What are Hedge Funds Buying? Extracting 13F data with Python.

7 min readApr 28, 2020

Part I — How to retrieve the stock holdings of Hedge Funds automatically using Python and store these in an SQL database.

Introduction

Hedge Fund and other investment managers with over $100m in Assets under Management (AUM) are required to file a quarterly document in the US showing the securities that they hold. These documents, known as a 13F filing, are keenly watched by markets to understand what top hedge funds are thinking and how they are allocating their money.

Unfortunately for most investors, simply mimicking the investments you see in a 13F is unlikely to yield you much better than the market average, and could be significantly worse. There are several reasons for this. Firstly, the form isn’t filed until 45 days after the end of the quarter, meaning plenty of investments could have changed in the intervening time. The anticipated price movements could also have already occurred by this point.

Secondly, even when you have the holdings data it is sometimes hard to know what an asset manager’s net position is. If a fund reports a long position in the shares, a put option and a call option they could be net long, net short or more likely have a limited pay-off in a given circumstance (e.g. a collar, providing returns if the price moves between 2% and 10%). There could also be unlisted positions, such as short positions in a convertible bond, that would require longs in the underlying security whilst the manager maintains a net short exposure — or an investor could be partially hedged via Swaps or CDS.

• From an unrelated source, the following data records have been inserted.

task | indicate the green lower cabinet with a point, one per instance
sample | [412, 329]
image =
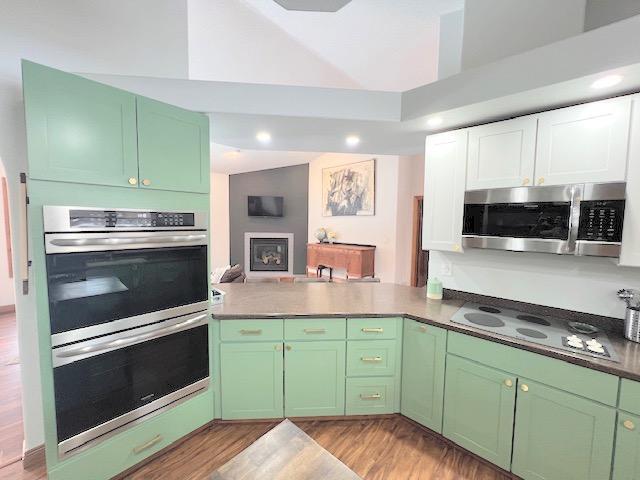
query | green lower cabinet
[424, 351]
[560, 436]
[479, 409]
[314, 379]
[626, 464]
[251, 380]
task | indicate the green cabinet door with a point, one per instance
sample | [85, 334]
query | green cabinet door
[478, 409]
[424, 350]
[560, 436]
[626, 465]
[251, 380]
[78, 130]
[173, 147]
[314, 382]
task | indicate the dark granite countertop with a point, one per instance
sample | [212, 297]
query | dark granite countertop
[269, 300]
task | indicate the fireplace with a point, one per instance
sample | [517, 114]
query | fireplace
[268, 254]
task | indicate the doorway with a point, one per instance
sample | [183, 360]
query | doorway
[419, 257]
[11, 427]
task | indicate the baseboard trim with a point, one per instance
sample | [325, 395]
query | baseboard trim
[7, 309]
[34, 458]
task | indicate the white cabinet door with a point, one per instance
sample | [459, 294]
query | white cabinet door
[502, 154]
[586, 143]
[630, 251]
[444, 182]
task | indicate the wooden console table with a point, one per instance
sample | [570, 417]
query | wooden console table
[357, 260]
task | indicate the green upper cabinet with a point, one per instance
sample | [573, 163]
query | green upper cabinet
[173, 147]
[478, 414]
[560, 436]
[78, 130]
[251, 380]
[626, 465]
[424, 351]
[314, 380]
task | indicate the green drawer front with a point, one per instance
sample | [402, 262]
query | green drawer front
[371, 358]
[630, 396]
[315, 328]
[251, 330]
[582, 381]
[122, 451]
[372, 328]
[370, 396]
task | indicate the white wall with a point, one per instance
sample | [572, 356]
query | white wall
[494, 29]
[6, 282]
[145, 37]
[219, 220]
[378, 229]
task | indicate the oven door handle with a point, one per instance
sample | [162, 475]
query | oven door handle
[91, 350]
[99, 241]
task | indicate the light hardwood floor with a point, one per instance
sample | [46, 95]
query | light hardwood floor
[389, 449]
[11, 431]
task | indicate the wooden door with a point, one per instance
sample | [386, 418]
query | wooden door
[502, 154]
[584, 144]
[314, 381]
[561, 436]
[424, 351]
[173, 147]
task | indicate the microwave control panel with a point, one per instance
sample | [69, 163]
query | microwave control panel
[601, 220]
[129, 219]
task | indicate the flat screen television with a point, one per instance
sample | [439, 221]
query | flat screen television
[264, 206]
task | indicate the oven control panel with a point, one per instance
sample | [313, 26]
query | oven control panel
[601, 220]
[129, 219]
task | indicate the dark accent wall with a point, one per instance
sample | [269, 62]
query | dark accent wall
[292, 183]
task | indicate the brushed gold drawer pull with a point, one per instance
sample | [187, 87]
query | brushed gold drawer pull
[257, 331]
[315, 330]
[141, 448]
[373, 396]
[371, 359]
[373, 330]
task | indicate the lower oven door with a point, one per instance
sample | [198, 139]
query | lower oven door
[108, 382]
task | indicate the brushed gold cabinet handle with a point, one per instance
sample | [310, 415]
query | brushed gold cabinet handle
[315, 330]
[374, 396]
[373, 330]
[257, 331]
[371, 359]
[141, 448]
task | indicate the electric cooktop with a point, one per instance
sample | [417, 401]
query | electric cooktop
[574, 337]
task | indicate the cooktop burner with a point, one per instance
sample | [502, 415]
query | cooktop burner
[549, 331]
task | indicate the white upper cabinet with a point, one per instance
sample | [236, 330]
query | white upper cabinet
[583, 144]
[444, 185]
[502, 154]
[630, 250]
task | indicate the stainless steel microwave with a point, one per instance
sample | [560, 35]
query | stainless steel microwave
[581, 219]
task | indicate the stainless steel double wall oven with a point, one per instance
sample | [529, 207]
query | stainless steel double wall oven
[128, 298]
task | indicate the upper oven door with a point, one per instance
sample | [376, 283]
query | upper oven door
[537, 219]
[101, 283]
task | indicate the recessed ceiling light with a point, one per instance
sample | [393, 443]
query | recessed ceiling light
[352, 140]
[434, 121]
[263, 137]
[606, 82]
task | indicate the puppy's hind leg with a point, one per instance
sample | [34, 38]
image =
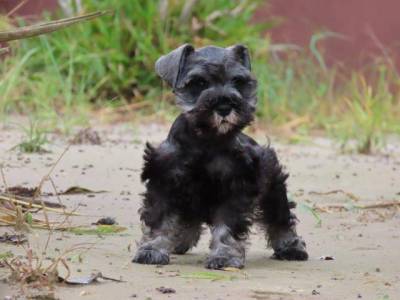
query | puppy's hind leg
[279, 221]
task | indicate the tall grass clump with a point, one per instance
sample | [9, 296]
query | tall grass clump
[110, 62]
[112, 58]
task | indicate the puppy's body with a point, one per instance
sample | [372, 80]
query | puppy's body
[207, 171]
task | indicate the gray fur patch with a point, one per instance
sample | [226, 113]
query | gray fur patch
[226, 251]
[172, 236]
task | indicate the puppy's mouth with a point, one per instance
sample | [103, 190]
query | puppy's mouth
[224, 124]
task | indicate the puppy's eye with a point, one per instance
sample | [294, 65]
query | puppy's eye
[240, 82]
[197, 84]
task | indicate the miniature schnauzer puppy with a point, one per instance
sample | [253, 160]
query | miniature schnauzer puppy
[208, 172]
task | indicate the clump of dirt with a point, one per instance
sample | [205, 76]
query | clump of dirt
[87, 136]
[23, 191]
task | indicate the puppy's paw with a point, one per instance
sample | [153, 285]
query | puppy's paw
[293, 249]
[151, 257]
[221, 262]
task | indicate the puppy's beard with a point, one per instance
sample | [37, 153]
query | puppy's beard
[225, 124]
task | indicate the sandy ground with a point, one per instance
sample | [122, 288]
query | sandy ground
[364, 243]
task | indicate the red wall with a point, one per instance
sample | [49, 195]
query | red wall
[358, 20]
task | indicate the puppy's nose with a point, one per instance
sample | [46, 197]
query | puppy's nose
[223, 109]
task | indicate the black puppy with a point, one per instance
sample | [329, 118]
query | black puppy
[208, 171]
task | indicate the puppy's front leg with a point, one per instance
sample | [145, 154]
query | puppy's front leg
[279, 221]
[229, 232]
[171, 236]
[226, 251]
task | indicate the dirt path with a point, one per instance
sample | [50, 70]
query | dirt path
[364, 243]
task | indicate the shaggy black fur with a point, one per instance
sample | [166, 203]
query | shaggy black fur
[208, 171]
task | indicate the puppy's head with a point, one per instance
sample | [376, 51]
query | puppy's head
[214, 86]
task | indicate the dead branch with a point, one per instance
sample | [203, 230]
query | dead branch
[47, 27]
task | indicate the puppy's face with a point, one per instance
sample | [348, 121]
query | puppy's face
[214, 86]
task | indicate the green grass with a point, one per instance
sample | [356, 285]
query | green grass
[35, 137]
[98, 230]
[58, 79]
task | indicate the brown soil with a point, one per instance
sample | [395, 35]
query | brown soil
[364, 243]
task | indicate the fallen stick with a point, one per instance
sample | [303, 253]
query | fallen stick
[348, 194]
[47, 27]
[31, 204]
[327, 208]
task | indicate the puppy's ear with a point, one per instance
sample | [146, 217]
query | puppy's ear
[170, 66]
[241, 53]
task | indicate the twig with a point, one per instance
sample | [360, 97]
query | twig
[187, 11]
[17, 7]
[340, 191]
[43, 28]
[327, 208]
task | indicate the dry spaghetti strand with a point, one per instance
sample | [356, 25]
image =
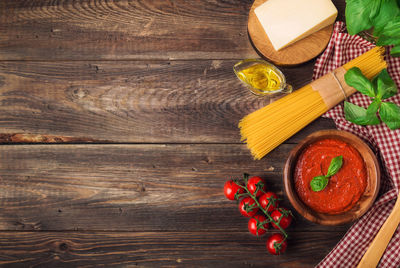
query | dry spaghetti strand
[266, 128]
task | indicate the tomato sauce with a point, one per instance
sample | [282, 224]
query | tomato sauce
[344, 188]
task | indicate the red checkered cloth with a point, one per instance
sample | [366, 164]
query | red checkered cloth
[349, 251]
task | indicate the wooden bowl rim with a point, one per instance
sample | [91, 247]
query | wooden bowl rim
[368, 197]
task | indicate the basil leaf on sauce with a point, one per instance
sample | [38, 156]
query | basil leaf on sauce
[335, 165]
[319, 183]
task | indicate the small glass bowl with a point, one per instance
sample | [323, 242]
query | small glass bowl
[267, 86]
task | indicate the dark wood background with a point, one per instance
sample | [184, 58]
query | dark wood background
[118, 129]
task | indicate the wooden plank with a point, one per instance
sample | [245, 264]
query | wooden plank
[130, 187]
[160, 249]
[129, 101]
[156, 29]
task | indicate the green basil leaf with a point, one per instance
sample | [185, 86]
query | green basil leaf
[356, 79]
[336, 164]
[358, 115]
[359, 13]
[395, 52]
[387, 40]
[384, 85]
[390, 114]
[318, 183]
[388, 10]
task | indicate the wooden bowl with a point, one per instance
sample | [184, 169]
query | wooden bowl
[365, 201]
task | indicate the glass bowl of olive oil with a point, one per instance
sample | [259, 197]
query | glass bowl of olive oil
[261, 77]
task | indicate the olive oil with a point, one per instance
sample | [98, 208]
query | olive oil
[261, 77]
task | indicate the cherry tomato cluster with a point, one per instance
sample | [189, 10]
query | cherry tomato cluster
[262, 207]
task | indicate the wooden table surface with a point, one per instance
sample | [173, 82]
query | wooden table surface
[118, 129]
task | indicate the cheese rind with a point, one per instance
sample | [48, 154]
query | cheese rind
[287, 21]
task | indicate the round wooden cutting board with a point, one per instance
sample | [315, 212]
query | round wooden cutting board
[297, 53]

Thirdly, the 13F does not require short positions to be listed so again it can give an incomplete or potentially misleading view of the asset manager’s net exposure to given security.

Furthermore, the analysis is point-in-time, and without knowing what the holding times are for various assets it is difficult to know whether they are trading in and out of the stocks on a day-by-day basis, or whether these are long-term conviction purchases.

Finally, the frequency of the reporting means that piggybacking on these trades is difficult. Knowing when a manager has exited a position could take up to a quarter of a year after it actually occurs.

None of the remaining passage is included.